A bumpy 1 hour flight from Manila in a prop plane landed me in Caticlan, the closest airport to Boracay. From the tiny airport, a short ride in a "tricycle" took me to the boat station. The tricycles are actually motorbikes with makeshift, covered sidecars attached--the local taxi. They can oft be seen carrying as many as 6 passengers...



From the boat station, its just a 40 cent/15 minute ride to Boracay, where I took another trike and finally arrived at Frendz Resort, one of the hundreds of lodging options on the island.



Boracay is quite small actually, I think about 7km long--you can sail around it in less than an hour. It is affected by a strange dynamic in that the huge influx of foreign wealth has little physical separation from the local poverty. Mere meters from the poshest resorts and condos, are locals living in shacks and homes made out of anything they can find. A minute's stroll from the main boardwalk (really just a sandy path between the palms/beach and the long, long row of hotels, restaurants, shops, and bars), will find you in a dilapidated neighborhood or next to a swamped basketball court filled with garbage.



The locals are not really locals, but came from other surrounding islands for employment when the money started to roll in. The original inhabitants, for unknown-to-me reasons, were pushed out, or to the inner depths of the island. The few I saw (easily distinguished by their much darker skin) were frail mothers who came down to the boardwalk at night with their infants to sit in front of the nice resorts and beg for money. The locals who do have tourism jobs (cooks, shop managers, bartenders, maids, sailboat captains, sunglass and wristwatch vendors, etc) work for a couple dollars a day which supports their families on Boracay, or on their home islands.
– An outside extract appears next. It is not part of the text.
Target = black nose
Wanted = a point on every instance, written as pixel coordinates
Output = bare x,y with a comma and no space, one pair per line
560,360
The island is developed, with more resorts and condos and golf courses being built, but it seems only on its edges. The few trips I took across the island reminded me of the countryside in Panama, with people living in relative poverty. Cows, pigs, goats, and chickens are everywhere, a lot of people seem to be doing a whole lot of nothing, and the infrastructure seems rather improvised. No doubt the situation is much more complex than was visible to me, especially as I spent most of my time in the ocean or in the more prosperous margin.




I was there in the low season (read: typhoons), but the resorts and restaurants had a fair number of people anyway. There seemed to be two kinds of locals: those who were polite because they wanted your money but couldnt manage a smile and those who were genuinely friendly. Either way, I have never been called "sir" so many times in my life.

1 comment:

akatsuki said...

Sounds like you had a nice time. How did you find out all this info about the economic history of the island? Was it readily available or did you actively go ask around.

Oh yeah, and thanks for bringing the typhoons back with you to Japan. :) And I thought the rainy season had finished.